Type Token Ratios¶

Type Token Ratios module.

Type token ratios (TTR) are a measurement of lexical diversity. They are defined as the ratio of unique tokens divided by the total number of tokens. This measurement is bounded between 0 and 1. If there is no repetition in the text this measurement is 1, and if there is infinite repetition, it will tend to 0. This measurement is not recommended if analyzing texts of different lengths, as when the number of tokens increases, the TTR tends flatten.

TRUNAJOD.ttr.d_estimate(doc: spacy.tokens.doc.Doc, min_range: int = 35, max_range: int = 50, trials: int = 5) → float¶

Compute D measurement for lexical diversity.

The measurement is based in [RM00]. We pick n numbers of tokens, varying N from min_range up to max_range. For each n we do the following:

Sample n tokens without replacement
Compute TTR
Repeat steps 1 and 2 trials times
Compute the average TTR

At this point, we have a set of points (n, ttr). We then fit these observations to the following model:

\[TTR = \displaystyle\frac{D}{N}\left[\sqrt{1 + 2\frac{N}{D}} - 1\right]\]

The fit is done to get an estimation for the D parameter, and we use a least squares as the criteria for the fit.

Parameters

doc (Doc) – SpaCy doc of the text.
min_range (int, optional) – Lower bound for n, defaults to 35
max_range (int, optional) – Upper bound for n, defaults to 50
trials (int, optional) – Number of trials to estimate TTR, defaults to 5

Raises

ValueError – If invalid range is provided.

Returns

D metric

Return type

float

TRUNAJOD.ttr.lexical_diversity_mtld(doc: spacy.tokens.doc.Doc, model_name: str = 'spacy', ttr_segment: float = 0.72) → float¶

Compute MTLD lexical diversity in a bi-directional fashion.

Parameters

doc (NLP Doc) – Processed text
model_name (str) – Determines which model is used (spacy or stanza)
ttr_segment (float) – Threshold for TTR mean computation

Returns

Bi-directional lexical diversity MTLD

Return type

float

TRUNAJOD.ttr.one_side_lexical_diversity_mtld(doc: spacy.tokens.doc.Doc, model_name: str = 'spacy', ttr_segment: float = 0.72) → float¶

Lexical diversity per MTLD.

Parameters

doc (NLP Doc) – Tokenized text
model_name (str) – Determines which model is used (spacy or stanza)
ttr_segment (float) – Threshold for TTR mean computation

Returns

MLTD lexical diversity

Return type

float

TRUNAJOD.ttr.type_token_ratio(word_list: List[str]) → float¶

Return Type Token Ratio of a word list.

Parameters: word_list (List of strings) – List of words
Returns: TTR of the word list
Return type: float

TRUNAJOD.ttr.word_variation_index(doc: spacy.tokens.doc.Doc) → float¶

Compute Word Variation Index.

Word variation index might be thought as the density of ideas in a text.

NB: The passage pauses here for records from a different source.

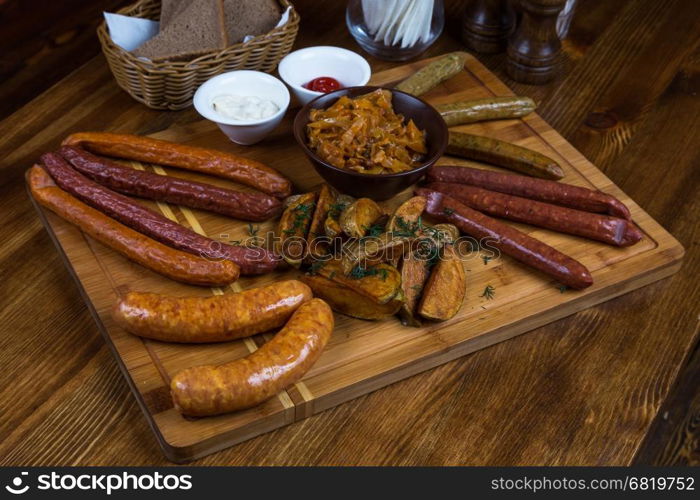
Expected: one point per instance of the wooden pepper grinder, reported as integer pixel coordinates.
(486, 25)
(533, 50)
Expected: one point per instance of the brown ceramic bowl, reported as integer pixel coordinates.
(376, 186)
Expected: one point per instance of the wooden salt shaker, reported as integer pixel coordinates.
(486, 25)
(533, 50)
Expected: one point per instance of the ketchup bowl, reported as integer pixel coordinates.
(302, 68)
(376, 186)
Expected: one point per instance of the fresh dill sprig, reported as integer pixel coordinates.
(359, 272)
(302, 213)
(489, 292)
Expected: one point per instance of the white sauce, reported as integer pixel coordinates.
(244, 107)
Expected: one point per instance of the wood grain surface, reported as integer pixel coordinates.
(610, 385)
(361, 356)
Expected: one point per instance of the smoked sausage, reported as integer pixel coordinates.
(254, 207)
(140, 148)
(548, 191)
(610, 230)
(251, 260)
(247, 382)
(433, 74)
(218, 318)
(503, 154)
(508, 240)
(489, 108)
(174, 264)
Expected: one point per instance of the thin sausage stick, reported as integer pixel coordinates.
(254, 207)
(174, 264)
(508, 240)
(135, 147)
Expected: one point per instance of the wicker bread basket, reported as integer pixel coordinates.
(170, 85)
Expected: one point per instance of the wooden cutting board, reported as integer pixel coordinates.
(362, 356)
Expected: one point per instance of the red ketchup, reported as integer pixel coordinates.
(323, 84)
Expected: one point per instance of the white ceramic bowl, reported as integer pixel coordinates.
(242, 83)
(302, 66)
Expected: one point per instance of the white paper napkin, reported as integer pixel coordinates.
(130, 32)
(283, 20)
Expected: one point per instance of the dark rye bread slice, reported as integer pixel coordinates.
(250, 17)
(196, 30)
(169, 9)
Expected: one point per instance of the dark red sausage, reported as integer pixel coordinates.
(237, 204)
(611, 230)
(508, 240)
(529, 187)
(128, 212)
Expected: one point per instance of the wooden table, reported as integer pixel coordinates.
(615, 384)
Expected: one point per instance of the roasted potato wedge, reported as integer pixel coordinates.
(450, 232)
(356, 219)
(444, 291)
(406, 216)
(348, 301)
(379, 283)
(368, 251)
(414, 274)
(294, 227)
(332, 222)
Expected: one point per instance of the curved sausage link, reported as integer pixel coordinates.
(247, 382)
(219, 318)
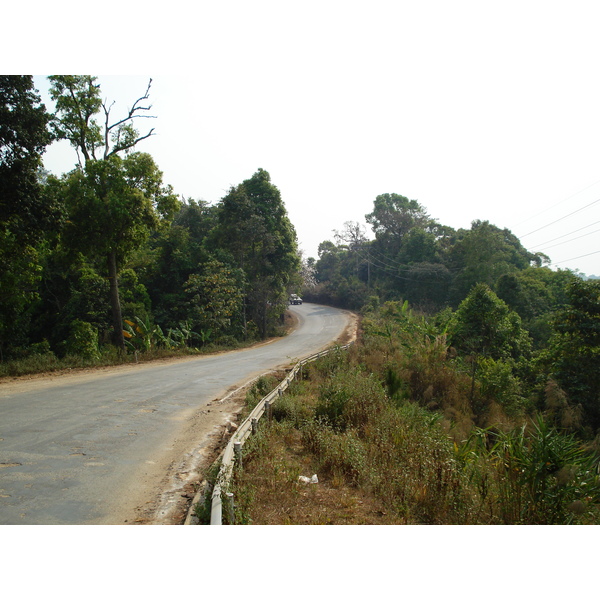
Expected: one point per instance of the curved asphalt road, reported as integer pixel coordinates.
(68, 450)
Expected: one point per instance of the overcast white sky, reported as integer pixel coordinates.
(478, 110)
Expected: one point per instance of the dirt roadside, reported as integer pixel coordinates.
(162, 495)
(168, 502)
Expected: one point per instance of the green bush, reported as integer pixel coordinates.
(83, 340)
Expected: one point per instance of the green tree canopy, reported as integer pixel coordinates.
(252, 224)
(484, 325)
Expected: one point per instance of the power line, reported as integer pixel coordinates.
(572, 240)
(560, 202)
(562, 218)
(565, 235)
(576, 257)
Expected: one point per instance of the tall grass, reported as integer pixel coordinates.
(393, 420)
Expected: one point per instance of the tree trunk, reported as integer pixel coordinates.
(115, 304)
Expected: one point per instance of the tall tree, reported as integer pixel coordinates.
(113, 202)
(26, 213)
(253, 225)
(393, 216)
(112, 205)
(574, 351)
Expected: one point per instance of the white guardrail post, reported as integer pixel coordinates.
(233, 449)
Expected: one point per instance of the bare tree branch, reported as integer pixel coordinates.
(133, 114)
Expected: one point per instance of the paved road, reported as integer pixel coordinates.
(69, 449)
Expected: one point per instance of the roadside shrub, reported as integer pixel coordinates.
(350, 399)
(83, 340)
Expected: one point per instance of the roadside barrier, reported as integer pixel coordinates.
(233, 450)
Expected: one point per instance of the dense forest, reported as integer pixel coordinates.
(107, 262)
(107, 259)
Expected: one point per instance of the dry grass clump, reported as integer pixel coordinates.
(389, 463)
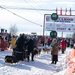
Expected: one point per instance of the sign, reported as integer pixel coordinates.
(61, 18)
(60, 27)
(53, 34)
(54, 16)
(63, 23)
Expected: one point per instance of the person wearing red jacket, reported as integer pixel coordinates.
(63, 45)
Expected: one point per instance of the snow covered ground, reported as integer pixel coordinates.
(40, 66)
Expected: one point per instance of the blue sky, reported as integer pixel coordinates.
(7, 19)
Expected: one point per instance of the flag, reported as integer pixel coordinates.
(2, 30)
(70, 12)
(61, 11)
(66, 11)
(56, 11)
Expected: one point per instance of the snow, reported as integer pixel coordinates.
(40, 66)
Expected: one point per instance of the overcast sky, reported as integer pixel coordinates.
(24, 23)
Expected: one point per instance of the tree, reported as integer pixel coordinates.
(13, 29)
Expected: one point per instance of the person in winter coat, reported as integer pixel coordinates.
(30, 45)
(19, 50)
(71, 61)
(13, 42)
(54, 51)
(63, 45)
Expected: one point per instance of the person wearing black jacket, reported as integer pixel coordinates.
(30, 48)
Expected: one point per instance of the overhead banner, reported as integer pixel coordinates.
(63, 23)
(65, 19)
(60, 27)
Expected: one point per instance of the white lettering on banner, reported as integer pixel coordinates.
(66, 19)
(63, 23)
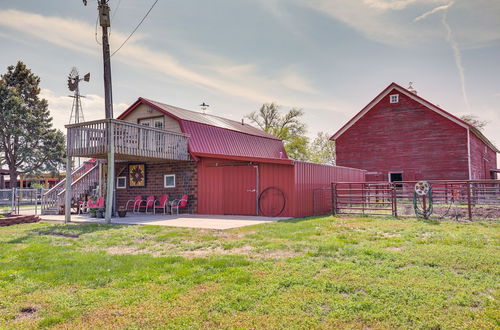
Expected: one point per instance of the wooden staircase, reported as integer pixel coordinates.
(84, 180)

It is computed as:

\[WVI = \displaystyle\frac{log\left(n(w)\right)} {log\left(2 - \frac{log(n(vw))}{log(n(w))}\right)}\]

Where n(w) is the number of words in the text, and n(vw) is the number of unique words in the text.

Parameters: doc (Doc) – Document to be processed
Returns: Word variation index
Return type: float

TRUNAJOD.ttr.yule_k(doc: spacy.tokens.doc.Doc) → float¶

Compute Yule’s K from a text.

Yule’s K is defined as follows [Yul14]:

\[K=10^{4}\displaystyle\frac{\sum{r^2V_r-N}}{N^2}\]

Where Vr is the number of tokens ocurring r times. This is a measurement of lexical diversity.

Parameters: doc (Doc) – Processed spaCy Doc
Returns: Texts’ Yule’s K
Return type: float

RM00: Brian Richards and David Malvern. Measuring vocabulary richness in teenage learners of french. British Educational Research Association Annual Conference, 2000.
Yul14: C Udny Yule. The statistical study of literary vocabulary. Cambridge University Press, 2014.